0

I am trying to read a large CSV file from S3. My file size is 100MB in GZip format which I need to unzip and then read csv data.

SO I have found below answer for the same and below code snippet do the trick.

        S3Object fileObj = client.getObject(bucketName, repoPath);
        BufferedReader reader = new BufferedReader(new InputStreamReader(new GZIPInputStream(fileObj.getObjectContent())));
        BufferedWriter fileWriter = new BufferedWriter(new FileWriter(new File("output.json")));

        String line = null;
        while ((line = reader.readLine()) != null) {
            //convert csv  data to json
            fileWriter.write(line +"\n");
        } 
        fileWriter.flush();
        fileWriter.close();

I have two query on above code:

  1. Where does extraction happen in a local system temp directory/JVM or on S3?
  2. How does it solve the memory issue?

While using the spark, It takes more time and I not sure how to process gz file in spark.

ManojP
  • 6,113
  • 2
  • 37
  • 49
  • extraction happens in memory, as you read it chunk by chunk, your code doesn't have it.

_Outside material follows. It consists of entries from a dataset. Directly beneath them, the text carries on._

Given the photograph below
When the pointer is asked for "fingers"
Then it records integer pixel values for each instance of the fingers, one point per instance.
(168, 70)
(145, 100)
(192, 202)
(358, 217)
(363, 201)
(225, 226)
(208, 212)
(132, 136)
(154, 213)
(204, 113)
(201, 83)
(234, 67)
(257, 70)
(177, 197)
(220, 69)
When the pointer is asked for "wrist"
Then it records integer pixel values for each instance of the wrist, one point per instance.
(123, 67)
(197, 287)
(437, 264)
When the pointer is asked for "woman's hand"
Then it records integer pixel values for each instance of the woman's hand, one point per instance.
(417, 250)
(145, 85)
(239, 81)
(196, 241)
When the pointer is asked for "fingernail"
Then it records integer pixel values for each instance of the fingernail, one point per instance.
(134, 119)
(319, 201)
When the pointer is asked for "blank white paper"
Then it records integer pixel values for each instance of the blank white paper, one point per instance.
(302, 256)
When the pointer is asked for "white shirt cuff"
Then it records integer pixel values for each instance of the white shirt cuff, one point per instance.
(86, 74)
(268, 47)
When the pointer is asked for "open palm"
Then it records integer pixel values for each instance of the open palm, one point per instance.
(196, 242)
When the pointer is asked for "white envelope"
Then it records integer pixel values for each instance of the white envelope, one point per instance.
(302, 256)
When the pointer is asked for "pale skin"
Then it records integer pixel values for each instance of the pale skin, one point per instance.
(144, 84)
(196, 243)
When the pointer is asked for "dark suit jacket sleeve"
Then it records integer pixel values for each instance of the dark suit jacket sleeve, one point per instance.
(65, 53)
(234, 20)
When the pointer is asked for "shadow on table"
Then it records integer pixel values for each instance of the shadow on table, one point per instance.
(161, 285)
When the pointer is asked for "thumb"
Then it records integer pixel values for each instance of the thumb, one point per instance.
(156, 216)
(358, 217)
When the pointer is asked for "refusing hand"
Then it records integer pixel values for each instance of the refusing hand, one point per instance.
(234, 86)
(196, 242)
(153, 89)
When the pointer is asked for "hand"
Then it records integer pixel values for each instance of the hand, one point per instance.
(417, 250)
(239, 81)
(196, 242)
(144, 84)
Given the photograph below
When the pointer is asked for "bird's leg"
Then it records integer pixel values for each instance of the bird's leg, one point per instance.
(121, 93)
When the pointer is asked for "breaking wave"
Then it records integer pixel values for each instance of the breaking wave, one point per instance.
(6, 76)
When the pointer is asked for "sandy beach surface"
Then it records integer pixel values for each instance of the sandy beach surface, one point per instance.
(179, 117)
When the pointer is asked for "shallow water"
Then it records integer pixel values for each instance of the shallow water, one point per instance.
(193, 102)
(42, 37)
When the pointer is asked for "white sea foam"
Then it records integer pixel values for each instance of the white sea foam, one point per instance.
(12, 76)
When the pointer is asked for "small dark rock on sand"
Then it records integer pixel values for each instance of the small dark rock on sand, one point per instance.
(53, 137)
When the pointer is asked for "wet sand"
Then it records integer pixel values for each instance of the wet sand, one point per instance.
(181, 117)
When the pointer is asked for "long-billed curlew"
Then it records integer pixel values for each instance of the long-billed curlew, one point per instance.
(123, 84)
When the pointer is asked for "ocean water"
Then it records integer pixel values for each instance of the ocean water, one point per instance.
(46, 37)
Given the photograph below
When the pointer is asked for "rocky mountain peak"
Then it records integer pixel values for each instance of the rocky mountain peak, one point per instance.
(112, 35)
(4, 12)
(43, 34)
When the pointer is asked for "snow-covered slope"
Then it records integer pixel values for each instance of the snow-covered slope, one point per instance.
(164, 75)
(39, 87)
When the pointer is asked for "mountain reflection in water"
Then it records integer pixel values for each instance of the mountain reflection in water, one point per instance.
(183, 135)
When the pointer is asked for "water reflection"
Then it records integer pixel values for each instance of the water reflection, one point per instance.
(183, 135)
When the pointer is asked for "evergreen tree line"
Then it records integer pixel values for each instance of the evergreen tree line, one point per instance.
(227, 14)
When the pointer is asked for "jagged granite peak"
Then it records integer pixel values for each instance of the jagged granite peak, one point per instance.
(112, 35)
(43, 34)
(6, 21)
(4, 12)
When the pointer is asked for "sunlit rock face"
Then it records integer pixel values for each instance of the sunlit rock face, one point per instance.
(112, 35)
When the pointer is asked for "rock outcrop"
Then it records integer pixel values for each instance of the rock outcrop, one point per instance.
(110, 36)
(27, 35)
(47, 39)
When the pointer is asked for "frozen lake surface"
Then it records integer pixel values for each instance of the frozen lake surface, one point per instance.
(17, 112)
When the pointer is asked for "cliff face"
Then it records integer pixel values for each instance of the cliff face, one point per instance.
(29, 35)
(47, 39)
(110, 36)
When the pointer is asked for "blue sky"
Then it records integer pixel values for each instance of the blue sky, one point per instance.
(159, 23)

What is the "memory" issue? A single file of 100Mb gzipped is not that large enough to cause memory issues. Also, your question is tagged with apache-spark, but no mention of it in the question itself. – khachik May 01 '18 at 02:39
  • I am trying to get it done using spark – ManojP May 01 '18 at 03:45
  • What "memory issue"? – David Conrad May 01 '18 at 05:05
  • s3 file is 22mb, when I download through browser it is 650 mb approx, but when I using java GZIPInputStream then it goes out of memory after 3 gb, any idea? – Aadam Nov 08 '19 at 14:25

1 Answers1

2

I think you should first unzip the GZipped files and then read each text file or the unzipped directory using spark context. Since, Apache Spark uses the Hadoop FS API's to read your files on S3 to take the advantage of the distributed processing you should unzip them.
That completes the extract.